Introduction
The simple needs of automobiles are more easily understood and satisfied than the complex needs of cities, and a growing number of planners and designers have come to believe that if they can only solve the problems of traffic, they will thereby have solved the major problem of cities. Cities have much more intricate economic and social concerns than automobile traffic. How can you know what to try with traffic until you know how the city itself works, and what else it needs to do with its streets? You can’t. (Jane Jacobs, Death and Life of Great American Cities, 1961)

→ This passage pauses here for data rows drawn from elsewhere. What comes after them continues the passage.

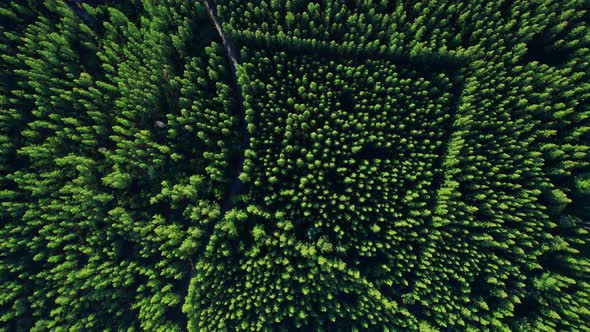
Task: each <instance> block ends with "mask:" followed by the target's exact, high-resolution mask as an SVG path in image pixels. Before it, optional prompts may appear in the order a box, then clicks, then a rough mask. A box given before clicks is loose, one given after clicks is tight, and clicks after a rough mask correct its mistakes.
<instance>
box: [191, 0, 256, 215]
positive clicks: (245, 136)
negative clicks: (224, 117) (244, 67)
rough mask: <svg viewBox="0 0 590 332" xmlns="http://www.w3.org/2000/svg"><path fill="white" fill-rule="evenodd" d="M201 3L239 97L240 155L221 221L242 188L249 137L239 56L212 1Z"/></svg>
mask: <svg viewBox="0 0 590 332" xmlns="http://www.w3.org/2000/svg"><path fill="white" fill-rule="evenodd" d="M202 2H203V4H204V5H205V8H206V9H207V12H209V16H210V17H211V20H212V21H213V23H214V24H215V29H217V33H218V34H219V37H221V42H222V44H223V48H224V49H225V53H226V55H227V58H228V60H229V64H230V67H231V73H232V81H233V85H234V88H235V90H236V92H237V94H238V96H239V104H240V123H241V126H242V128H241V129H242V132H243V136H242V142H241V144H240V148H241V150H242V155H241V156H240V159H239V161H238V165H237V167H236V169H235V174H232V177H233V179H232V183H231V186H230V189H229V191H228V192H227V194H226V196H225V197H224V199H223V202H222V204H221V217H220V220H221V219H223V217H224V215H225V213H226V212H227V211H229V210H231V209H232V208H233V205H234V204H233V202H232V198H233V197H235V196H236V195H237V194H238V193H239V192H240V191H241V190H242V189H243V187H244V184H243V183H242V181H240V179H239V175H240V173H241V172H242V170H243V168H244V152H245V150H246V148H247V147H248V144H249V142H250V135H249V133H248V124H247V123H246V111H245V109H244V96H243V94H242V88H241V87H240V85H239V84H238V76H237V73H236V68H237V66H238V64H239V55H238V54H237V50H236V48H235V47H234V45H232V43H231V40H230V39H229V38H228V36H227V35H226V34H225V33H224V32H223V27H222V24H221V21H220V20H219V17H218V16H217V11H216V9H215V6H214V5H213V1H212V0H202Z"/></svg>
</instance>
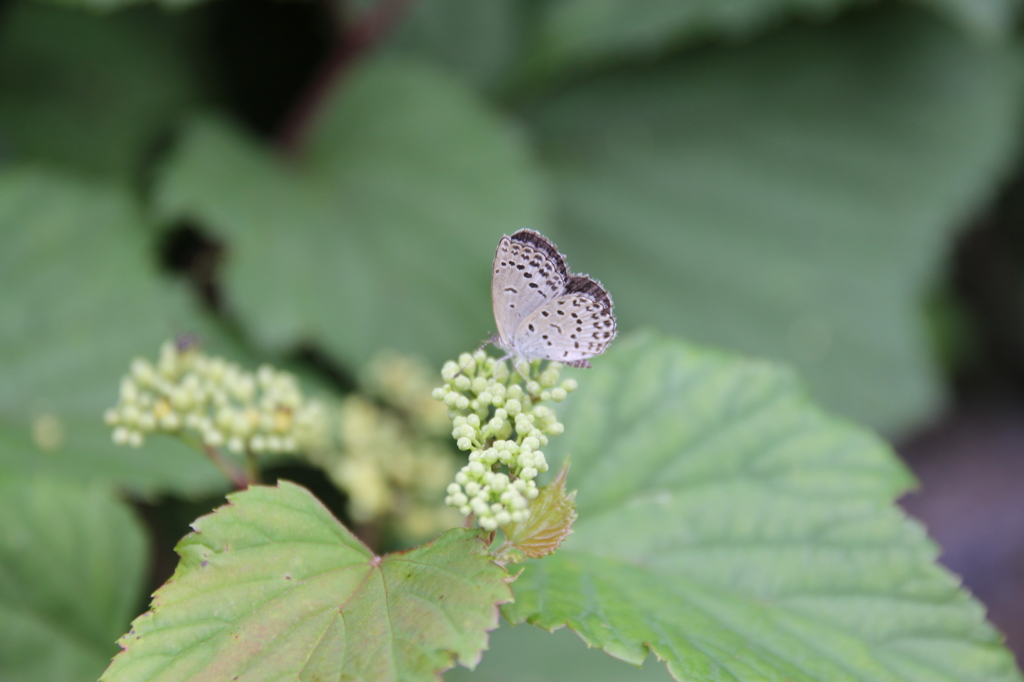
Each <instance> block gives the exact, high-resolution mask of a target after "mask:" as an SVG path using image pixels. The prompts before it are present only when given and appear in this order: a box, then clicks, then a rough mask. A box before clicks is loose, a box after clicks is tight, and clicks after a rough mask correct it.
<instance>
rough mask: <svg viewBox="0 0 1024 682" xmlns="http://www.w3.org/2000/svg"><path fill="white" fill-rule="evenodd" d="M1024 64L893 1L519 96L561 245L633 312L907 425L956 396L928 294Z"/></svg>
mask: <svg viewBox="0 0 1024 682" xmlns="http://www.w3.org/2000/svg"><path fill="white" fill-rule="evenodd" d="M1019 61H1020V60H1019V59H1018V57H1017V54H1016V50H1013V49H1009V48H983V47H979V46H977V45H974V44H970V43H966V42H965V41H964V40H963V39H962V37H961V36H959V35H958V34H957V33H956V32H955V31H953V30H952V29H950V28H948V27H946V26H944V25H942V24H940V23H938V22H937V20H935V19H934V18H932V17H930V16H929V15H928V14H926V13H924V12H921V11H918V10H910V9H905V8H902V9H901V8H888V9H885V10H878V11H872V12H864V13H862V14H859V15H857V16H856V17H853V18H850V19H848V20H844V22H841V23H839V24H837V25H835V26H831V27H828V28H827V29H822V28H815V29H810V28H806V27H804V28H797V29H792V30H788V31H784V32H780V33H777V34H775V35H773V36H772V37H771V38H770V39H767V40H763V41H761V42H759V43H756V44H754V45H751V46H749V47H743V48H732V49H725V48H722V49H716V50H707V51H702V52H700V53H699V54H694V55H690V56H687V57H680V58H677V59H673V60H671V61H668V62H666V63H664V65H658V66H654V67H651V68H646V69H636V70H626V71H621V72H616V73H612V74H608V75H605V76H602V77H599V78H594V79H592V80H589V81H587V82H584V83H581V84H579V85H577V86H574V87H571V88H569V89H567V90H566V91H564V92H562V93H560V94H558V95H556V96H553V97H551V98H550V99H548V100H546V101H544V102H542V103H540V104H538V105H536V106H535V108H534V109H531V110H530V111H529V112H527V119H528V121H530V122H531V123H532V125H534V127H535V129H536V132H537V137H538V139H539V143H540V145H541V148H542V155H543V157H544V160H545V161H546V165H547V168H548V169H549V171H550V173H551V176H552V177H553V179H554V182H555V187H556V197H557V200H558V204H559V215H560V216H561V218H562V227H563V229H562V232H561V233H562V235H563V238H562V239H560V240H559V246H561V247H563V250H564V251H565V253H568V254H569V255H570V265H572V266H573V267H575V268H582V269H585V270H587V271H590V272H591V273H594V274H596V275H597V276H599V278H600V279H601V281H602V282H603V283H604V284H605V285H606V286H607V287H608V290H609V291H610V292H611V295H612V296H613V297H614V299H615V304H616V306H615V311H616V314H617V315H618V316H620V322H621V326H622V327H624V328H628V327H635V326H638V325H653V326H655V327H657V328H659V329H662V330H665V331H668V332H673V333H676V334H680V335H685V336H687V337H692V338H694V339H696V340H698V341H700V342H702V343H711V344H714V345H721V346H725V347H729V348H733V349H738V350H742V351H744V352H750V353H756V354H760V355H767V356H769V357H773V358H780V359H784V360H786V361H790V363H793V364H794V365H796V366H797V367H798V368H800V370H801V371H802V372H803V373H804V374H805V375H806V377H807V379H808V382H809V383H810V385H811V389H812V392H813V393H814V394H815V396H816V397H818V398H819V399H820V400H821V401H822V402H823V403H824V404H825V406H826V407H829V408H831V409H836V410H838V411H840V412H842V413H843V414H846V415H848V416H851V417H854V418H856V419H857V420H860V421H864V422H867V423H869V424H871V425H873V426H876V427H880V428H883V429H886V430H895V429H900V428H906V427H907V426H909V425H912V424H914V423H916V422H919V421H921V420H922V419H924V418H926V417H927V416H929V415H931V414H933V413H934V411H935V410H936V408H937V407H938V404H939V403H940V402H941V400H942V397H943V396H942V388H941V386H940V383H939V380H938V377H937V371H936V368H935V363H934V360H933V358H932V357H931V354H930V348H929V341H928V339H927V337H926V335H925V331H924V330H925V326H924V323H923V306H922V303H923V298H924V293H925V291H926V290H927V288H928V286H929V284H930V282H931V280H932V279H933V278H935V275H936V272H937V270H938V269H939V266H940V265H941V263H942V260H943V257H944V256H945V254H946V252H947V251H948V249H949V243H950V237H951V236H952V232H953V228H954V227H956V226H957V225H958V224H961V223H962V221H963V219H964V217H965V216H966V215H967V214H968V213H970V212H971V211H972V210H976V209H977V207H978V206H979V204H980V203H981V202H982V201H984V200H986V199H987V198H988V197H989V195H990V194H991V193H992V191H993V189H994V186H995V184H996V182H997V181H998V179H999V177H1000V176H1001V173H1002V171H1004V168H1005V167H1006V165H1007V164H1008V162H1010V161H1011V160H1012V159H1013V158H1014V157H1013V155H1014V152H1015V151H1016V148H1017V146H1018V144H1017V143H1018V136H1019V132H1018V131H1019V119H1020V114H1021V96H1020V95H1021V92H1020V90H1021V88H1020V85H1021V79H1020V76H1021V74H1020V69H1019Z"/></svg>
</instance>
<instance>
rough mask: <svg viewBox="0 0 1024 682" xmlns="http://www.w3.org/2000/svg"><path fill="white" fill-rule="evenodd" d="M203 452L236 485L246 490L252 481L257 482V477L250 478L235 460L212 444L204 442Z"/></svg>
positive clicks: (223, 473) (203, 445)
mask: <svg viewBox="0 0 1024 682" xmlns="http://www.w3.org/2000/svg"><path fill="white" fill-rule="evenodd" d="M202 450H203V453H204V454H205V455H206V456H207V457H208V458H209V459H210V461H211V462H213V465H214V466H215V467H217V468H218V469H220V471H221V473H223V474H224V475H225V476H227V478H228V480H230V481H231V483H233V484H234V487H236V488H238V489H240V491H244V489H246V488H247V487H249V485H250V484H251V483H254V482H255V479H252V478H250V477H249V476H248V475H246V473H245V472H244V471H242V469H240V468H239V467H238V466H236V465H234V463H233V462H231V461H230V460H228V459H227V458H226V457H224V456H223V454H222V453H221V452H220V451H219V450H217V449H216V447H214V446H212V445H207V444H206V443H203V447H202Z"/></svg>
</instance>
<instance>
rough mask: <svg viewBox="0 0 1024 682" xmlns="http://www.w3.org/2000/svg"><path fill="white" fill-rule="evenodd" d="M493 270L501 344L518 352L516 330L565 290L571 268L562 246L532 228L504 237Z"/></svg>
mask: <svg viewBox="0 0 1024 682" xmlns="http://www.w3.org/2000/svg"><path fill="white" fill-rule="evenodd" d="M492 269H493V274H492V280H490V302H492V304H493V305H494V308H495V324H496V325H497V326H498V341H499V345H501V346H502V347H503V348H505V349H507V350H509V351H513V352H514V351H515V346H514V340H513V339H514V335H515V332H516V330H517V329H518V328H519V326H520V325H521V324H522V321H523V319H525V318H526V317H527V316H528V315H529V314H530V313H532V312H535V311H536V310H537V309H538V308H540V307H541V306H543V305H545V304H547V303H550V302H551V301H553V300H554V299H555V298H557V297H558V296H560V295H561V294H562V293H563V291H564V289H565V284H566V282H567V281H568V279H569V276H568V270H567V269H566V267H565V259H564V258H563V257H562V255H561V254H560V253H558V249H556V248H555V246H554V245H553V244H552V243H551V242H549V241H548V240H547V239H546V238H545V237H543V236H542V235H541V233H540V232H536V231H534V230H531V229H520V230H519V231H517V232H515V233H514V235H512V237H503V238H502V240H501V242H499V243H498V251H497V252H495V265H494V267H493V268H492Z"/></svg>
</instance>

The following essay concerns my interest in suburban shopping malls and the way they relate to the territory, the populace and the institutions. The set of transformations they meant for the territory on a social, economic and political level and the way they affected the everyday life of suburban areas stimulated my fascination and criticism at the same time. I first approached this topic in 2014 at IUAV in the course of urbanism by Paola Viganò. Observing the città diffusa, my attention was caught by the mall in the centre of the territory where a large part of the population was gathering and that was replacing the old town squares. When I decided to carry on that analysis for my graduation project at TU Delft I understood that I had to reverse the order of the research and start from the genesis of the mall, its typologies and its evolution and also the economic, social and political resonances it generates. When this topic started unfolding its complexity and became clear, then I went back looking at the suburban territory.